The ground was rockier. There were humped shapes all around. Her father tripped and fell on to his hands but he didn’t swear. He told her to be careful even though it was him who had fallen.

 

When he started cutting her hair, thin slivers would fall on to the floor around her feet, dark at first and then drying lighter and splitting into hundreds of scattered pieces, like salt or stars. He tried to be careful around her ears, because once she told him it hurt when he combed over them. He put an inch width of hair between two fingers and straightened it out to get the right length. She could only feel that he was touching her hair because she could feel the pull on her scalp. She wished that hair had feeling. Why didn’t hair have feeling? It would hurt too much when it got cut, she supposed. That was why. He always cut too short, so that her hair wouldn’t stay behind her ears and so that some of the girls at school said she looked like a boy. She had started smuggling a silver clip in her school bag. She had found it under a loose corner of carpet in the bathroom. She kept it with a cake tin she’d found at the back of a cupboard and an old tin of mandarins, which she knew her father would never have bought, and a packet of sweet-pea seeds, years past the use-by date. She put the silver clip in her hair just after she left the house in the morning and took it out before she got back.

Sometimes he hummed songs she didn’t recognise; mostly he was quiet.

She watched her hair falling. The scissors made a noise like crickets. ‘All right?’ he would ask from time to time.

‘All right,’ she would reply, listening to the noise like crickets.

 

She wished the other man would fall over and roll away into the dark.
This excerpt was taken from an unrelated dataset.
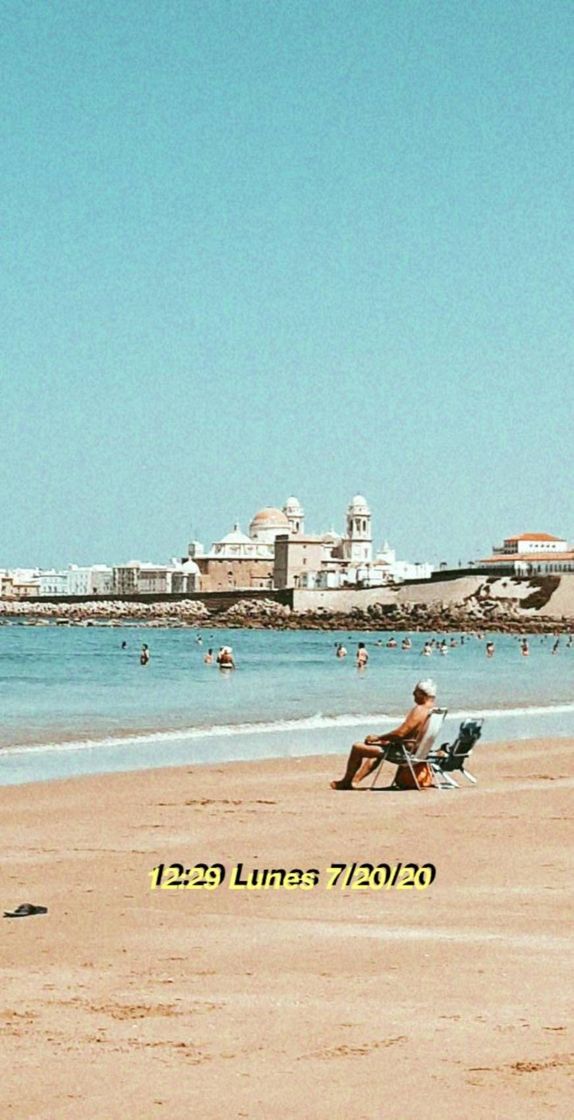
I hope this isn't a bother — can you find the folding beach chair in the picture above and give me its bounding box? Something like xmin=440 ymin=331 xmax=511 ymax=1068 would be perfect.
xmin=371 ymin=708 xmax=447 ymax=790
xmin=427 ymin=717 xmax=484 ymax=790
He was breathing loudly and couldn’t walk that fast so he was slowing them down. She had no idea where they were going. She was walking in front now, keeping her head down and listening to where her father was walking to make sure she was going the right way. She listened and heard him stop, so she stopped and waited. ‘Just checking this is right,’ he said to the other man. He looked around and then nodded. It all looked the same to her. What if they were lost and he was just pretending that he knew where he was? She was sure that no one could tell. There were slopes and rocks, and sometimes big rounded rocks like people hunched over. ‘We haven’t got long till it starts.’

There was another low howl from the distance. She saw her father and the other man exchange a look then the man shoved his hands in his pockets and started whistling again. She hated it – they were keeping it, that, whatever it was, everything, from her. They shouldn’t even be out here. ‘We could stay here,’ the man said. ‘It won’t make any difference.’

‘I wanted to get up to the point,’ her father said.

They walked uphill some more.

‘I would have had it off him if it had been cheaper,’ the man said.

‘You wouldn’t want it with a dent like that in it.’

‘He should pay someone to take it off his hands.’

‘What happened to the horse?’ she asked.

‘I thought he got the dent sorted, actually,’ the man said.

‘He did a bit. But you can see it in the paint. It’s right there in the paint.’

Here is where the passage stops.